Lucien, sorti par la cour de la ferme, arriva le long des murs du jardin, en cherchant le passage par où avait dû pénétrer Louis de Pontvigail. Il n’avait que l’embarras du choix : les murs écroulés comblaient en plusieurs endroits l’ancien fossé qui les séparait du chemin, et sur ces brèches un épais réseau de lierres et de ronces amortissait le bruit des pas. Lucien pénétra doucement dans le jardin, et revint sur ses pas en se dirigeant du côté de la maison.

La lune, bien que voilée, éclairait les objets à quelque distance ; près d’un arbre, et en face du rayon lumineux qui partait de la chambre de Cécile, une forme opaque, immobile, frappa les yeux de Lucien, qui, pour mieux observer, s’arrêta.

Cette forme était bien celle d’un homme. Tourné du côté de la maison, il semblait absorbé dans une attention extrême, et de temps en temps le souffle d’une respiration profonde, pareille à un long soupir, arrivait aux oreilles de Lucien. Celui-ci reprit sa marche avec des précautions nouvelles, et, arrivé tout près de Louis de Pontvigail, il le saisit par le bras.

Pénétré comme il l’était d’intentions pacifiques, Lucien ne s’attendait à aucune résistance ; mais un cri rauque répondit à sa pression ; une main le prit à la gorge, et il eut à peine le temps de s’écrier :

« C’est moi, Lucien Marlotte ! Que diable ! lâchez-moi ; je ne veux pas me battre avec vous. »

Du côté du piano se faisait entendre un tumulte de notes éperdues, pareilles aux pulsations d’un cœur en détresse.

« Que vous ai-je fait ? dit Louis avec une sorte d’égarement. Pourquoi vous acharner ainsi contre moi ? Voulez-vous donc me tuer ou me rendre fou ?

— Monsieur de Pontvigail, dit gaiement Lucien, je ne voulais qu’une chose, savoir qui était là, et maintenant je veux vous serrer la main. Voyons, il ne faut pas trop m’en vouloir de ma brusquerie.
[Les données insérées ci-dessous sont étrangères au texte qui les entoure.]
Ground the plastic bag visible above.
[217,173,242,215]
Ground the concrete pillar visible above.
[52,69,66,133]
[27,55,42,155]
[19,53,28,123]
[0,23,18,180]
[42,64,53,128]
Je vous ai pris pour un maraudeur, et j’avoue que nous avons des intentions égoïstes à l’égard des fruits de ce jardin. Mais que faisiez-vous donc là ? Je parie que vous écoutiez le piano de ma sœur ? N’est-ce pas qu’elle est une excellente musicienne ? »

Les bras de Louis de Pontvigail étaient retombés, et, tout souffrant encore de la brusque transition qu’il avait subie, un tremblement nerveux l’agitait :

« Oui, balbutia-t-il, je passais… j’ai entendu…

— Et vous allez nous faire le plaisir d’entrer pour mieux entendre. Ma sœur sera charmée de vous recevoir.

— Non ! non ! s’écria Louis avec une terreur véritable. Je ne puis pas entrer ; je n’entrerai pas ! Il est tard ; il faut que je retourne aux Saulées. Bonsoir, monsieur. »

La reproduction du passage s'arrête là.